Hi Afaque, thank you for another great explanation, I have a question, since AQE splits skewed partitions into smaller ones, is salting still useful when AQE is enabled ?
Hi Ahmad, I see that df_skew has 999,990 rows of value = 0 in partition 0 and a df_uniform has 1,000,000 unique values evenly distributed across 3 partitions (ie approx 333,333 in each partition). Can you help me understand how the count 1000005 appeared after the join in @14:42?
Thanks for great content, You should of used Salt bae gesture when you said salting :) Is Slating still good approached if join is happening between two large datasets with hundreds of million rows? Explode will increase the number of rows for one dataset. Let's say 100,000,000 * 200 Salet_Number = 20,000,000,000 Rows
I have read and watched many things related to salting but this visual explanation just makes it really easy to comprehend it, plus really well articulated. Waiting for more videos to learn from :) Also could you recommend some books or other resources that have enabled you to attain this level of knowledge, Thanks!
Hey @user-nz7uh1qo5o, many thanks for the kind words, it means a lot to me, and, glad to know that the video was helpful. Most of the content is based on my work experiences + good ad-hoc content on Medium to which I could relate. My only humble suggestion is to be ruthless, get your hands dirty, question everything that's happening and search the internet if anything doesn't makes sense :)
If we have default spark shuffle partition as 200, we will have 200 times bigger df. e.g. for value 0 we will have 200 different salt_value, do you think having salt_number = sql.shuffle.partition would be efficient?
Hey @dib4027, it indeed can be a great solution to solving Data Skew but, however, it's important to keep in mind that AQE may not resolve extreme data skews: while it's still good splitting skewed partitions and doing broadcast joins, extreme data skews may cause executor OOM errors, spill-to-disk operation that may be difficult to manage and resolve. In such cases you will need to resolve to Salting and other approaches and do the tuning on your own
Hi, can you please help me why are we considering salt number 3 or4. Is this should be equal to number of shuffle partitions that we have in our data or the distinct values that we have in our dataset.Please explain.
can you show us if salting in aggregations was really worth it ? I'm skeptical that too many shuffles in salting will deteriorate the performance with salting.
Hey @akshaybaura, there will indeed be a performance dip due to shuffles when using Salting, but, without Salting you're at the risk of either: a. Getting OOM (out of memory) errors. b. Your jobs running 5-10x slower because fewer resources (cores and memory) are being used while the others remain underutilised. However, even when using Salting, the performance largely depends on factors like the size of dataset and the correct use of Salt Number.

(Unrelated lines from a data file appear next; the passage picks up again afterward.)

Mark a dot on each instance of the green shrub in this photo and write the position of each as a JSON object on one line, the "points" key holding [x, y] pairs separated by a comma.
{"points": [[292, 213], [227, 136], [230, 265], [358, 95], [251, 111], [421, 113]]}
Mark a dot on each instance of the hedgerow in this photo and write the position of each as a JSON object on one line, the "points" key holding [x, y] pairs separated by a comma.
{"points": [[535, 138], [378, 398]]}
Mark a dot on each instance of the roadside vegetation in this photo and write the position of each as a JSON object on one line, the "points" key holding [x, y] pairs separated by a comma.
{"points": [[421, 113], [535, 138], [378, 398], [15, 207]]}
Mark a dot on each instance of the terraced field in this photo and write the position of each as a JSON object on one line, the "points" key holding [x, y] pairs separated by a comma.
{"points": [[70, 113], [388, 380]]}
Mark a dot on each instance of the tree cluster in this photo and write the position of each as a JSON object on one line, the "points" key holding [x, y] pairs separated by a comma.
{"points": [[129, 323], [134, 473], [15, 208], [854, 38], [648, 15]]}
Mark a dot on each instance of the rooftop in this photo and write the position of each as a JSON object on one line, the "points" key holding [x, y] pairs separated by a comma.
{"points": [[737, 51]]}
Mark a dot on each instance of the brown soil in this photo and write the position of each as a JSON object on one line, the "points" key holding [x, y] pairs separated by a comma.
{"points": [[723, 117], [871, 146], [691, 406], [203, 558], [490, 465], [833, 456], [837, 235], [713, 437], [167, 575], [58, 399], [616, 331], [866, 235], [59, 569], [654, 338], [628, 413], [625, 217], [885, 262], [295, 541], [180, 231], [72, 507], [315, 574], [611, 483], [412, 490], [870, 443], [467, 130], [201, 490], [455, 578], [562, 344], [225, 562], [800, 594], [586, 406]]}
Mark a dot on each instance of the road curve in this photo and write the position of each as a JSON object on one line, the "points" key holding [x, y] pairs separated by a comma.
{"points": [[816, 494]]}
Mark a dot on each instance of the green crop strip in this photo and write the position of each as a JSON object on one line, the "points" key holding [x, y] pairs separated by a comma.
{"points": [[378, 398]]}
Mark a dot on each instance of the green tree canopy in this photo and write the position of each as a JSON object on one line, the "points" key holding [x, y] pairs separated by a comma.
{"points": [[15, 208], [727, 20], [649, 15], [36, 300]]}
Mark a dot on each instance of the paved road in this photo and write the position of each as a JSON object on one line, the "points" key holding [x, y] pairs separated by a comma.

@afaqueahmad7117 - Great topic and amazing explanation - Looking forward to learning more from you. One suggestion is to create more videos related to designing idempotent data pipelines, backfilling missed window data, simulating different production failures and how to approach them, coz I see more people are doing interview focused videos. These topics will mentor both entry level and mid level Data engineers to gain confidence in Data Engineering field
Glad you liked the video and the explanation! Really appreciate your feedback. Yes, all of that is in the roadmap, but for the upcoming year. The initial plan is to cover all aspects related to Performance Tuning + Foundations.
Hey @gudiatoka, I wish it was so, but just in case you're referring to AQE as the solution, it isn't always very helpful, so you still need to resort to salting.
@@afaqueahmad7117 yes AQE and partition is useful and in case of larger dataframe when salting key applied to lower df it duplicated records making it more skewed then the concept of salting not valid at least for me...may be it servers different
Hi Afaque, thank you for another great explanation, I have a question, since AQE splits skewed partitions into smaller ones, is salting still useful when AQE is enabled ?
Hi Ahmad, I see that df_skew has 999,990 rows of value = 0 in partition 0 and a df_uniform has 1,000,000 unique values evenly distributed across 3 partitions (ie approx 333,333 in each partition). Can you help me understand how the count 1000005 appeared after the join in @14:42?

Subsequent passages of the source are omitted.